Breaking the rules on Beckett, to fantastic effect
The playwright would have been deeply unhappy about Pan Pan’s production of Embers – part of this year’s Edinburgh International Festival – but it’s an intense, imaginative, mesmerising experience
Interior monologue: the actor Andrew Bennett inside the skull designed by Andrew Clancy. Photograph: Ros Kavanagh
It is striking that many (perhaps most) of the best Irish productions of Samuel Beckett in recent years have been violations of Beckett’s intentions. He wrote in many forms – poetry, fiction, theatre, cinema, television and radio – and was adamant that there were good reasons why a particular piece was in one mode rather than another. There are few more punctilious writers, and there was nothing casual or contingent about those choices.
And yet just look at the mini festival-within-a-festival of six Irish Beckett productions at Edinburgh at the end of this month: the Gate’s I’ll Go On, Eh Joe, and First Love; and Pan Pan’s All That Fall, Quad and Embers.
What the six shows have in common is not just that Beckett wrote them but that he wrote them for other media: I’ll Go On and First Love are drawn from his prose writings, Eh Joe and Quad are television plays and Embers and All That Fall are radio plays.

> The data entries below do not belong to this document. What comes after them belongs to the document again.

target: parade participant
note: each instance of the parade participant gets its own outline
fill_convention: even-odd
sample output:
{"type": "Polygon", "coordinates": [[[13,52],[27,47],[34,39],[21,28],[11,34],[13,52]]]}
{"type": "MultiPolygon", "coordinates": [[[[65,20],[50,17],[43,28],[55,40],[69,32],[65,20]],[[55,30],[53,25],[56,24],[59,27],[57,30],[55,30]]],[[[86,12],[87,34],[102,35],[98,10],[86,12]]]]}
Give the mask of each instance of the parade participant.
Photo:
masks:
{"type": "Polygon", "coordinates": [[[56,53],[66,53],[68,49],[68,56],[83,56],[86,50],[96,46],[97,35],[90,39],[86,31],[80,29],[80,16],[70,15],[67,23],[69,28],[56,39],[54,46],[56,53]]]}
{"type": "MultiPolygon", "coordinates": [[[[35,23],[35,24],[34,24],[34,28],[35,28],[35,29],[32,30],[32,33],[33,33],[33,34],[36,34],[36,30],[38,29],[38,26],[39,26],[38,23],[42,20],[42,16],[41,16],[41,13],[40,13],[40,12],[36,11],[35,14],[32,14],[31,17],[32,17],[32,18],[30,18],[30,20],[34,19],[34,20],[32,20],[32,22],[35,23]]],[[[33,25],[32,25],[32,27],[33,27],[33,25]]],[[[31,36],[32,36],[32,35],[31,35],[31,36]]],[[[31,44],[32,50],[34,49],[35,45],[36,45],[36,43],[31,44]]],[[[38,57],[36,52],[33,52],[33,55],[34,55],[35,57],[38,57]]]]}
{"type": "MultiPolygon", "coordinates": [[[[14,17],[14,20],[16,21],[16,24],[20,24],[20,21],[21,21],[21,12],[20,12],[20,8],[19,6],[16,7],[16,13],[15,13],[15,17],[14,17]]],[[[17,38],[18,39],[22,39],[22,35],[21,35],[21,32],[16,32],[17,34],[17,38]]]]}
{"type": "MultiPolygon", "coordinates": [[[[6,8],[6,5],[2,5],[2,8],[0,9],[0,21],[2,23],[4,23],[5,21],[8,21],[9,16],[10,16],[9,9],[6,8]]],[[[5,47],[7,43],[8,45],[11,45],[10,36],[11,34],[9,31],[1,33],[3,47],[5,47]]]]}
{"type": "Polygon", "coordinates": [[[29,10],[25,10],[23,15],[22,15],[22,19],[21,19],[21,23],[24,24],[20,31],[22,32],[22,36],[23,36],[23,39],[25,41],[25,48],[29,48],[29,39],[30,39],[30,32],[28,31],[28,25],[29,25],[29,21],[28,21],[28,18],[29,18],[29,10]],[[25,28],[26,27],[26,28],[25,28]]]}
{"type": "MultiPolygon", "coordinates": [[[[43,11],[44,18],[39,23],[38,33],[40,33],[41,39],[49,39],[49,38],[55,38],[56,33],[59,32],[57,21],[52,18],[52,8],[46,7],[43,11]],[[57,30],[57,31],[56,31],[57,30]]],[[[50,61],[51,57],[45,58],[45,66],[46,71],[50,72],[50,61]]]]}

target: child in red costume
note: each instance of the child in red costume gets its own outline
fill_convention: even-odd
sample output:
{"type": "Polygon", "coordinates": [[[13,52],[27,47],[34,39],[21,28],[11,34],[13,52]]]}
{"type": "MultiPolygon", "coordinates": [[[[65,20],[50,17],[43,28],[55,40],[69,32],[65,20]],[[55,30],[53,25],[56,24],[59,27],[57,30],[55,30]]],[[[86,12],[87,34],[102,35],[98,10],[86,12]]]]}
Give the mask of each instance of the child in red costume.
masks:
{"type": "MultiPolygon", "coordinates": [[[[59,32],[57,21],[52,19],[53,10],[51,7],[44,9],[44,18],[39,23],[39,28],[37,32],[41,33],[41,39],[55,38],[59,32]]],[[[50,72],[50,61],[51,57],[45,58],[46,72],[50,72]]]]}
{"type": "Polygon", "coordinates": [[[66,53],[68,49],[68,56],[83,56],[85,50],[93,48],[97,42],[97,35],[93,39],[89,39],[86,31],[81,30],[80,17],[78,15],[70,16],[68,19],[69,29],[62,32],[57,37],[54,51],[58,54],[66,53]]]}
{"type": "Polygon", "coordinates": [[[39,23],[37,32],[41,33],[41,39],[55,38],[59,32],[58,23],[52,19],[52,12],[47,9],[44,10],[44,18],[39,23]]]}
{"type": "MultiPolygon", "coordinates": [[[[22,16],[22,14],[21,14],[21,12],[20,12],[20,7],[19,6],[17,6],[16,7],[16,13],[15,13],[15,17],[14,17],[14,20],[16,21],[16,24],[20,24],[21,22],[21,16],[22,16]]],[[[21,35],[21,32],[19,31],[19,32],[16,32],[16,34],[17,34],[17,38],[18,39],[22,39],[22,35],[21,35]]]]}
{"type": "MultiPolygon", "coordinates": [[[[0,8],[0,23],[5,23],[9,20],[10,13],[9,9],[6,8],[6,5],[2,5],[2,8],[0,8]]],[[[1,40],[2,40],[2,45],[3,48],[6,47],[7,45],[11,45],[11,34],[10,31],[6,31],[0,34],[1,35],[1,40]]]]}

And to this list we could add Barry McGovern’s stage version of Watt and Conor Lovett’s extraordinary presentations of the prose trilogy as high points of recent Irish explorations of Beckett.
It’s all wrong and yet it’s more than all right. Most of this work is terrific, and Gavin Quinn’s new version of Embers for Pan Pan (which finishes its short pre-Edinburgh run at the Samuel Beckett Theatre in Dublin tonight) is no exception. But it goes much further than Quinn’s rightly acclaimed production of All That Fall in taking the text beyond the auditory experience it was intended to be.
There is little doubt that Beckett would have been very unhappy about it. In 1960 Robert Farren, the controller of programmes at Radio Éireann, whom Beckett liked, asked him if he could stage Embers at the Abbey. Beckett declined.
It’s easy to see why. Embers, written largely for the Irish voice of Jack McGowran and produced by the BBC in 1959, is much more of a pure radio piece than All That Fall. That earlier play has the sense of a “real” location (Foxrock railway station) and of external action. Embers seems to unfold entirely inside the head of its primary voice, Henry, a sour middle-aged man who summons up the sound effects he wants and then the other voices he wishes to hear: those of his wife, Ada, and, briefly, of his daughter, Addie, and her music and riding teachers.
Sound and silence (the play has 238 pauses) are everything. Even the jokes are radio jokes: near the start Henry tells us, “That sound you hear is the sea. (Pause. Louder.) I say that sound you hear is the sea, we are sitting on the strand. (Pause.) I mention it because the sound is so strange, so unlike the sound of the sea, that if you didn’t see what it was you wouldn’t know what it was.” (The joke being, of course, that we’re not seeing the sea at all but know very well what it is.)